When the surface modification reaction is carried out, the mixed solution is placed in a water bath at 30 ℃ for reaction for 12 hours, and the solution is centrifuged for 5 minutes at 5000rpm and is washed by a washing solvent for three times for standby.

5. The method for Raman analysis of ALS, APOC3, C3, FCN2 proteins according to claim 4,

The length-diameter ratio of the gold nanorods is 4.7;

The surface modifying activator is PEG-COOH solution with molecular weight 10000 and carboxyl terminal modification;

The solvent used for surface modification is ultrapure water;

the washing solvent is selected from one of ultrapure water, methanol and ethanol.

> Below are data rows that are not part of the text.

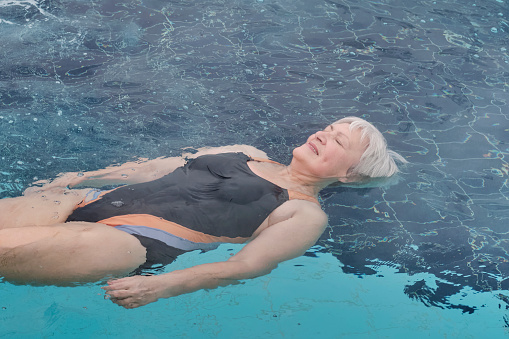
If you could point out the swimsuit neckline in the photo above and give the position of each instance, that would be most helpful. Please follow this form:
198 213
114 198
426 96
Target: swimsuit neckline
294 193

6. The method for Raman analysis of ALS, APOC3, C3, FCN2 proteins according to claim 1, wherein in the step B,

The Raman signal molecules of ALS, APOC3, C3 and FCN2 proteins are respectively mercaptobenzoic acid ALS, mercaptophenylacetylene APOC3, mercaptonaphthol C3 and mercaptophenylacetonitrile FCN2;

The concentration of the Raman signal molecules is 1mM-50mM, and the volume of the surface modified gold nanorod solution is 1/50 of the total volume;

The solvent used for modifying the Raman signal molecules is one of ultrapure water, absolute ethyl alcohol and absolute methyl alcohol; .

The reaction time of the modification of the Raman signal molecules is 12 hours, and the reaction temperature is 30 ℃.

7. The method for Raman analysis of ALS, APOC3, C3, FCN2 proteins according to claim 1, wherein in the step B,

The solvent used for modifying the antibody targeting molecule is one of ultrapure water, absolute ethyl alcohol, absolute methyl alcohol, PBS buffer solution, tris-HCl buffer solution and HAc/NaAc buffer solution, and the pH value is 5.5;

The antibodies of ALS, APOC3, C3 and FCN2 are one of monoclonal antibodies and polyclonal antibodies, and are humanized, murine and rabbit antibodies; the concentration of the antibody is 10 mu M-80 mu M;

in the mixed coupling agent, the dosage ratio of EDC and NHS is 5-20mg/2-8mg;

when the modification reaction is carried out, the reaction system is stirred for 12 hours at constant temperature under the water bath condition of 30 ℃ to carry out the modification of the antibody targeting molecule; after the reaction is completed, the centrifugal speed is 3000rpm-8000rpm, the centrifugal time is 3min-10min, the washing solvent is one of ultrapure water, methanol and ethanol, the washing times are three times, and the storage temperature is 4 ℃.

8. The method for Raman analysis of ALS, APOC3, C3, FCN2 proteins according to claim 1, characterized in that in the step C,

Mixing 1 mu M probe with 2-3 times volume of detection sample, incubating at 36 ℃ for 10min, and collecting sample Raman spectrum signals by adopting parameters of 785nm wavelength, 1mW power and 1s exposure time;

the detection sample is selected from any one of serum, urine or tissue fluid.

9. A raman analysis kit for ALS, APOC3, C3, FCN2 proteins comprising the SERS enhancing substrate of claim 1 and a raman analysis probe.